Enfin, le troisième axe de proposition de la CCC repose sur la reconnaissance en droit français du crime d’écocide. Consciente du fait que le droit pénal environnemental doit renforcer son arsenal dans la lutte contre les atteintes portées à la nature, elle a souhaité apporter son soutien à ce concept novateur, afin de proposer une incrimination pénale chargée d’une dimension écosystémique capable d’appréhender les enjeux liés au fait que les mécanismes biologiques de nos territoires sont étroitement liés et interdépendants.
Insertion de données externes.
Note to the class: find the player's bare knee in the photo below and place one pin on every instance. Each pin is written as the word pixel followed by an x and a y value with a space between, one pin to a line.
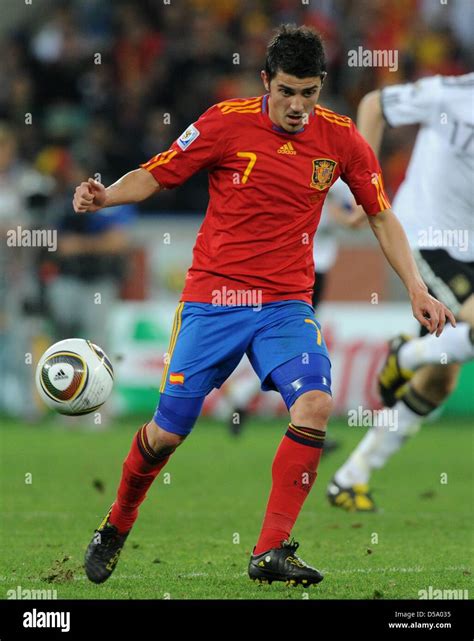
pixel 312 409
pixel 161 441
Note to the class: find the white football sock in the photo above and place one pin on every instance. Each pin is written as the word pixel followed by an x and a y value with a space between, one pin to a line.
pixel 453 346
pixel 379 444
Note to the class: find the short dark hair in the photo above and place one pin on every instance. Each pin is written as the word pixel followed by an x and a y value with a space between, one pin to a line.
pixel 298 51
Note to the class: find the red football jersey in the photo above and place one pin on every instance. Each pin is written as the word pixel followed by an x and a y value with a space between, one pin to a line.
pixel 267 189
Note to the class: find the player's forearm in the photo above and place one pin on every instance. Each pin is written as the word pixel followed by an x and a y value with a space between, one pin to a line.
pixel 370 120
pixel 394 244
pixel 133 187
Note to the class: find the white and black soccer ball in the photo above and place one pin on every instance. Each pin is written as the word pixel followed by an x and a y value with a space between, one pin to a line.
pixel 74 377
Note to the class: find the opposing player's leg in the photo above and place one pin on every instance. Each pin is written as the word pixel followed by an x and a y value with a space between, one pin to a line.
pixel 413 389
pixel 304 383
pixel 452 282
pixel 430 386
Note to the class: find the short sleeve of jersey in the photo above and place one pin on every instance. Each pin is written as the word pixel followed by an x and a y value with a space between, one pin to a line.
pixel 361 171
pixel 412 103
pixel 199 146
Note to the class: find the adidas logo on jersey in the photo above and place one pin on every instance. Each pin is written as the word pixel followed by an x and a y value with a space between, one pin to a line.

Suivant la même logique que les limites planétaires, cette proposition vise à sanctionner un acte mettant en danger la stabilité des écosystèmes et ayant causé des dommages écologiques graves. Il s’agit de poursuivre les cas les plus importants d’atteinte aux équilibres biologiques de nos territoires, telles que les pollutions industrielles massives, les projets climaticides contraires aux engagements de l’Accord de Paris, etc. Afin d’avoir un effet dissuasif lorsque l’écocide est commis intentionnellement, la formulation retenue par les citoyens prévoit une peine de vingt ans de réclusion criminelle et 10 millions d’euros d’amende dont le montant peut être porté, de manière proportionnée aux avantages tirés du manquement, à 20 % du dernier chiffre d’affaires connu à la date de la commission des faits. Lorsque l’écocide est commis de façon non intentionnelle mais en raison d’un manquement à la prudence, la proposition de sanction est de cinq ans d’emprisonnement et de 1 000 000 € d’amende, dont le montant peut être porté, de manière proportionnée aux avantages tirés du manquement à 10 % du dernier chiffre d’affaires connu à la date de la commission des faits. Cette proposition est inspirée des peines applicables en matière de criminalité économique, notamment dans le cas de pratiques anticoncurrentielles.

Le crime d’écocide est pensé pour contraindre et sanctionner les entreprises qui ont la capacité, par leurs actions, de porter atteinte à l’équilibre de nos écosystèmes et donc à l’intégrité de nos territoires. La CCC a voulu penser l’inscription des limites planétaires et l’écocide dans le droit de manière complémentaire afin de doter les acteurs économiques et l’État d’un nouveau référentiel biocentré en matière de développement durable, tout en garantissant que celui-ci soit contraignant.

Une définition définitive est toujours en cours d’élaboration et le suivi de la transposition de cette mesure devra faire l’objet d’une coordination entre les services du ministère de la transition écologique et du ministère de la justice.